Tuesday, March 9, we got the next update on YouTube’s automated captioning efforts. I heard it on NPR’s “All Things Considered” afternoon program, in which Robert Siegel interviewed Ken Harrenstien of Google with a (female) interpreter providing voice for the Google engineer.

Audio and transcript are available at http://www.npr.org/templates/story/story.php?storyId=124501330.

Harrenstien acknowledges that automated captioning today stumbles on proper names, including trademarks and product names:  ”YouTube” that comes out “You, too!” And automated captioning has difficulty with videos that have music or other sounds in the background. But, he characterizes himself as a technology-optimist, anticipating that in 10 years things will be much improved.

Benefits of captioning

Like “curb cuts” which have become the symbol indicating that solutions for disabled people (here, those in wheelchairs) resolve needs for others (strollers, roll-aboard luggage, shopping carts), captions have benefits that extend beyond hearing impairment.

  • Deaf and hearing impaired people can enjoy the huge inventory of videos on YouTube. (The still frame that opens this post is from an announcement by President Obama in response to the Chilean earthquake. Making emergency and other time-sensitive news available to those who cannot hear meets the requirements of laws and regulations in the US. And more importantly, it meets the moral or ethical standards we expect from a civilized society where we include everyone in the polity.)
  • If you’re in a noisy environment or located close to others who will be bothered by the audio, you can figure out what the video is saying even without benefit of headphones
  • Small companies can afford to provide captions on their webcasts, often the heart of learning about new products
  • Non-native speakers of English have a much better chance of understanding speech at ordinary (rapid) rates with the assist of captions
  • Captions provide input to machine translation services, so that there soon will be captions in other languages besides English as well; as automated speech-to-text technology improves, we’re going to see other input languages as well
  • Captions provide much better input to (current) search technology than speech does, so there’s hope of finding segments of videos that might not appear in written form

Professional captioners need not despair

I read the YouTube blog post of March 4 and the comments following it, and recalled the announcement of the limited trial with selected partners last November.  James expresses concern in his comment about the recent YouTube announcement that people, like him, who earn their living as captioners for post-production houses will lose their jobs as a result of the automated captioning.  My response seconds HowCheap’s comment that professional captioners will continue to find work both as editors of the automated speech-to-text and for organizations prefer doing their own captioning. Organizations that produce professional quality video typically start from a written script, adjust for the few changes that happen in the spoken version, and then set the timing of the text with the video.

The huge number of videos on YouTube are uploaded by individuals or by small organizations who may not be aware of the benefits from captioning, and likely don’t know about the tools available.  According to YouTube’s fact sheet: “Every minute 20 hours of video is uploaded to YouTube.” That’s a volume that is beyond the capacity of professional captioners and the organizations that employ them.

A proposal for improving the quality of captions

How shall we improve the quality of automatically produced captions?

I’d like to see interpreter training programs (ITPs) make editing automated captions a course assignment, a program requirement, or a component of an internship.
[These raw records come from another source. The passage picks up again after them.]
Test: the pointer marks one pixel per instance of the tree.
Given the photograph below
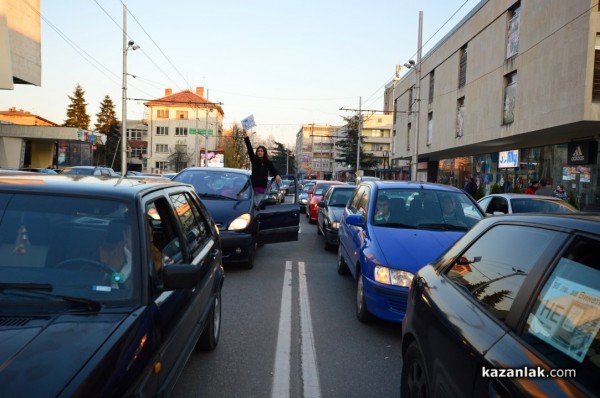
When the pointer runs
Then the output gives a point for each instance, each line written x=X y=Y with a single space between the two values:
x=107 y=123
x=76 y=111
x=234 y=148
x=347 y=148
x=179 y=157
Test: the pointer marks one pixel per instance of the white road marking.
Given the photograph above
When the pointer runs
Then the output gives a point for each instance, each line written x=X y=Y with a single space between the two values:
x=310 y=376
x=281 y=374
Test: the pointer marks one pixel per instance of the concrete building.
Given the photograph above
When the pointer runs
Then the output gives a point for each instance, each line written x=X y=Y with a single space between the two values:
x=177 y=122
x=511 y=94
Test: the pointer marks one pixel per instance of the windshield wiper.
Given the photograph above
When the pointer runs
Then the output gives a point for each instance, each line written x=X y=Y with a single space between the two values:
x=43 y=289
x=214 y=196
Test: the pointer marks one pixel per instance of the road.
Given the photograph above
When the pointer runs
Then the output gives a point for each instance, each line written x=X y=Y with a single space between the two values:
x=289 y=330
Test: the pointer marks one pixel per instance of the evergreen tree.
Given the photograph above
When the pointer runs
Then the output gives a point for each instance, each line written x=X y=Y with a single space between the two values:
x=347 y=148
x=107 y=123
x=76 y=112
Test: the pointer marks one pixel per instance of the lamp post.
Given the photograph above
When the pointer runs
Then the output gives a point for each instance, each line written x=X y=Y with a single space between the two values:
x=126 y=46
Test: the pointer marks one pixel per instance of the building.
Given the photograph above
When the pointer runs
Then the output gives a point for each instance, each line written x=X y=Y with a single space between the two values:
x=510 y=94
x=176 y=125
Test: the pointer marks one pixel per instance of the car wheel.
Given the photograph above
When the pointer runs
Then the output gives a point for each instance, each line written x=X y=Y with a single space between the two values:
x=342 y=266
x=362 y=312
x=413 y=379
x=210 y=336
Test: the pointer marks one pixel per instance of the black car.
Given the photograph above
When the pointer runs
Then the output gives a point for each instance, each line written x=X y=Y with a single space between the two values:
x=330 y=211
x=107 y=285
x=512 y=309
x=228 y=195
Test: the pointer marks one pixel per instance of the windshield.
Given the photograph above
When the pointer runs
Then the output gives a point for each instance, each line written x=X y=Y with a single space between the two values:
x=417 y=208
x=217 y=184
x=72 y=247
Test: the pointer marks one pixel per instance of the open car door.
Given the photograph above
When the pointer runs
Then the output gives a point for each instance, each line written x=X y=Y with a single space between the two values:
x=279 y=221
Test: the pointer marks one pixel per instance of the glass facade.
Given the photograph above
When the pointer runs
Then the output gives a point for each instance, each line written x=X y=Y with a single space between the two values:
x=558 y=164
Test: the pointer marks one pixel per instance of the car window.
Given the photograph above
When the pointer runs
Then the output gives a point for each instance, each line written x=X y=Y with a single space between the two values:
x=195 y=228
x=564 y=323
x=494 y=268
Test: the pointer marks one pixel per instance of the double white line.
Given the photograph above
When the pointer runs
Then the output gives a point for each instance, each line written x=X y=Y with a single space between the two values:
x=281 y=375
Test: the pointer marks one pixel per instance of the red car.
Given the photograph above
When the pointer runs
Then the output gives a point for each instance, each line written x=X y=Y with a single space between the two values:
x=315 y=197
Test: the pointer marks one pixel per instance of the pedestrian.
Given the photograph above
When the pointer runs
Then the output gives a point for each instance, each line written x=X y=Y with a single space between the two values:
x=471 y=187
x=559 y=192
x=261 y=166
x=531 y=187
x=544 y=189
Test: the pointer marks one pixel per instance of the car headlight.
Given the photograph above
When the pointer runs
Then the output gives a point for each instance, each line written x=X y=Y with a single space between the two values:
x=240 y=223
x=390 y=276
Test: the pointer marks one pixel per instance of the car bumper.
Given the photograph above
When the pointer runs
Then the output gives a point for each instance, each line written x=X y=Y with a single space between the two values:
x=236 y=246
x=385 y=301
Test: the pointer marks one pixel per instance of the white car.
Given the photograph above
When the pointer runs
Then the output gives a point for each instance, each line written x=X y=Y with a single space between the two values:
x=507 y=203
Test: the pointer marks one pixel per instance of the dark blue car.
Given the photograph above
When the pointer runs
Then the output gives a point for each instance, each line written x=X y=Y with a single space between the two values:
x=228 y=195
x=391 y=229
x=107 y=285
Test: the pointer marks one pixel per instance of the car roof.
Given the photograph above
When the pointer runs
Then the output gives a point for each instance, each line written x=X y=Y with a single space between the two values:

Engagement with spoken language, not one’s own, is a challenge.  People phrase things in ways you don’t; they use unfamiliar vocabulary and proper names (streets, towns, people, products) that I need to look up.  Both ITPs for training sign language interpreters and those for people learning to interpret between 2 spoken languages may allow entry to students whose skills in listening, writing or spelling may be lacking.  How many caption-editing assignments are enough? Shall we also coordinate quality checks by others in the same or a different program?  Such assignments will guide students toward greater appreciation for the challenges of speech in online settings, with a task that provides an authentic service.

VRS and VRI

In the case of ITPs for sign language interpreters, the improved listening to online speech is great preparation for work settings such as VRS and VRI.  Video Relay Service (VRS) in the US is regulated by the FCC: deaf signers who cannot use the telephone (because their speech is not intelligible and they cannot hear well enough to understand speech over the phone) make use of intermediaries (interpreters) to communicate with hearing non-signers. (Think of simple tasks such as calling the school to notify them that your child will be absent; scheduling a haircut; ordering a pizza for delivery, not to mention more complex transactions involving prescriptions, real estate contract negotiation, billing disputes.)  Video Remote Interpreting (where the deaf and hearing parties are physically together, with the interpreter remote from them) is a service with similar requirements for the interpreter (listening to speech over a phone or data line, and rendering accurate translations in real time).

Broad multi-disciplinary open source content quality

Programs training instructors in English as a Second Language (ESL) could also participate.  Students in speech therapy and audiology would benefit from both the direct engagement with spoken language “in the wild” and with future colleagues in other disciplines. There are advantages to engaging a variety of people who are studying for professions that emphasize expertise in spoken and written English.

Looks like an open source content development effort to me. Yes, it will require a little bit of coordination, but not terrific overhead. How about it, ITP program directors?